Though media literacy is a bit complicated to teach and learn, kids can benefit from it in different ways, as follows:
·Learn critical thinking: As kids examine media, they’ll learn to decide if the messages add up, why particular information was included, why something else wasn’t, and what the key messages or ideas are. This’ll help them decide about the information using their previous knowledge and even support or disapprove of such information by drawing upon their past knowledge and experiences. It also helps teachers find education jobs.
·Become a smart consumer: Whether it’s a product, service, or information, media-literate kids will be able to decide if it’s credible or not. Media literacy will also help them spot persuasive intent in content that modern advertisers typically promote to sell their offerings. This will help the kids resist such marketing gimmicks and techniques and not fall prey to them easily.
·Recognize the content creator’s point of view. Every content creator has a viewpoint. Media literacy helps kids identify an author’s approach and goal, thus making them understand and even appreciate diverse perspectives. It’ll also let them put information with respect to what they already know or believe they know.

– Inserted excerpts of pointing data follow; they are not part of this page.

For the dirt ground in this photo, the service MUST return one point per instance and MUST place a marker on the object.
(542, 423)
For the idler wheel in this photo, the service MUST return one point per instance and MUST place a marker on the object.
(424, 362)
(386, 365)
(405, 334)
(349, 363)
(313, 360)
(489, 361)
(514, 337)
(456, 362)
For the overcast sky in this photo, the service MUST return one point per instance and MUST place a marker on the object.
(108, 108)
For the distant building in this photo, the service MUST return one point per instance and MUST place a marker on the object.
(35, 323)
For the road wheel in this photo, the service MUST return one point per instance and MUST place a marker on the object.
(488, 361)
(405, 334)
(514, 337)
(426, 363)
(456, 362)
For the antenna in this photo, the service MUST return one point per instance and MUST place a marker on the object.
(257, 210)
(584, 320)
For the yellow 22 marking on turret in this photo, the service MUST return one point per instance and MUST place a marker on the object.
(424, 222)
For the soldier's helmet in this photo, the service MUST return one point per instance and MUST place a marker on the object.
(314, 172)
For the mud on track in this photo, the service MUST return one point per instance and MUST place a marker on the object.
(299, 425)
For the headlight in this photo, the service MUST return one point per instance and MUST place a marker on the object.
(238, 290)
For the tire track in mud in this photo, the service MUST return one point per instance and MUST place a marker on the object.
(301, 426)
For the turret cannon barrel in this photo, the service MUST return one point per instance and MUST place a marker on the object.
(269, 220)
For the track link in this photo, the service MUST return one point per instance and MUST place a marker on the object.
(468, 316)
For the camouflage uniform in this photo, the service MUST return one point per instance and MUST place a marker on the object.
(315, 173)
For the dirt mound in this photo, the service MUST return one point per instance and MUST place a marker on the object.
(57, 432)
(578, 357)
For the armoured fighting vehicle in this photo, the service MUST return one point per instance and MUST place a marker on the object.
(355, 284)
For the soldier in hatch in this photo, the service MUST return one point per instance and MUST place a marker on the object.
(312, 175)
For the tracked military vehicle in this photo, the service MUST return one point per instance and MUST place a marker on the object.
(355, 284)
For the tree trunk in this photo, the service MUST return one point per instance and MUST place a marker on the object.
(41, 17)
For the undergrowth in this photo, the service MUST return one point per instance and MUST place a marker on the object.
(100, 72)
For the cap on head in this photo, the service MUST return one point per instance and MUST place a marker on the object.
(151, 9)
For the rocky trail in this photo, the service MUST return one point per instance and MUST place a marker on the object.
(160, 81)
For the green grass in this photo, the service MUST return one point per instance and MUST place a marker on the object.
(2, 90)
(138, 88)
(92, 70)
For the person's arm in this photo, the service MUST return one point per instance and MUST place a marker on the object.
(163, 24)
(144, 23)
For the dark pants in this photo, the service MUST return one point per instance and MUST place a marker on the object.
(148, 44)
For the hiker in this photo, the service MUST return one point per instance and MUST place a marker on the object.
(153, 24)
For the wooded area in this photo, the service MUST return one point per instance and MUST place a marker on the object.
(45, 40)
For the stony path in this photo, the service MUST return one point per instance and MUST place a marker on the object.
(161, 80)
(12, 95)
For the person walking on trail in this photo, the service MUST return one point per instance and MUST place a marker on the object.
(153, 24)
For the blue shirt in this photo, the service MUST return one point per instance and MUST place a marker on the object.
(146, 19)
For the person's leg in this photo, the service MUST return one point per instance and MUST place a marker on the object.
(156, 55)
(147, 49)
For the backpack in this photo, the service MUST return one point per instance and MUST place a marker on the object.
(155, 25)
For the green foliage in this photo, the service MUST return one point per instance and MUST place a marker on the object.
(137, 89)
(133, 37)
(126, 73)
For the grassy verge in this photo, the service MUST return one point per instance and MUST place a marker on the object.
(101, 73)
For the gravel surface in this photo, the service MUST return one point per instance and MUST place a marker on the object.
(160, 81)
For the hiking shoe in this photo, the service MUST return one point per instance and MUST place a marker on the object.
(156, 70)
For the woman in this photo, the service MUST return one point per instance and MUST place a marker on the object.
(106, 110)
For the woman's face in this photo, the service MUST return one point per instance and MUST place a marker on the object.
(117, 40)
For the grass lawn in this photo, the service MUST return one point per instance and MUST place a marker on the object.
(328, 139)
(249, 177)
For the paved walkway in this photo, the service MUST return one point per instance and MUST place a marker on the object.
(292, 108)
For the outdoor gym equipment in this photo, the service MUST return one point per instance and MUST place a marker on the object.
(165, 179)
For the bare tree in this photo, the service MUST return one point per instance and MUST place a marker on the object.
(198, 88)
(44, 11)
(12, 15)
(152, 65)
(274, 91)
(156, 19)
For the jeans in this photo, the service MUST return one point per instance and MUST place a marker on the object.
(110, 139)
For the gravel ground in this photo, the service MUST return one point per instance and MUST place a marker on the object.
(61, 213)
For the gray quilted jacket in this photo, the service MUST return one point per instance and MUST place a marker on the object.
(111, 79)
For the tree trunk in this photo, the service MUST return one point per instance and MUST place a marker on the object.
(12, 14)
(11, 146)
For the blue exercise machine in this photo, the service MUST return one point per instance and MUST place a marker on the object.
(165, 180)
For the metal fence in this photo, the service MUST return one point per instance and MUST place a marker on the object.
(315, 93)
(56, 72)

·Learn to be effective communicators: Digital literacy triggers exposure to different types of content and points of view. This helps kids understand the importance of effective communication, become aware of their own point of view, and learn how they can say what they want to say.
·Identify media’s role in culture: From memes and magazine covers to celebrity gossip, sports, festivals, and politics, media brings almost everything within the kids’ grasp. This molds their understanding of the world and even influences them to think or act in certain ways.
Media literacy is one of those skills that students will need to make it in this era. If you do not understand media literacy, then you will be behind the curve. It only takes a few lessons to get really good at it.
I hope we did a good job explaining the ins and outs of media literacy. If you have any questions, comments or concerns, feel free to leave them below. We will be sure to get back to you in a timely manner.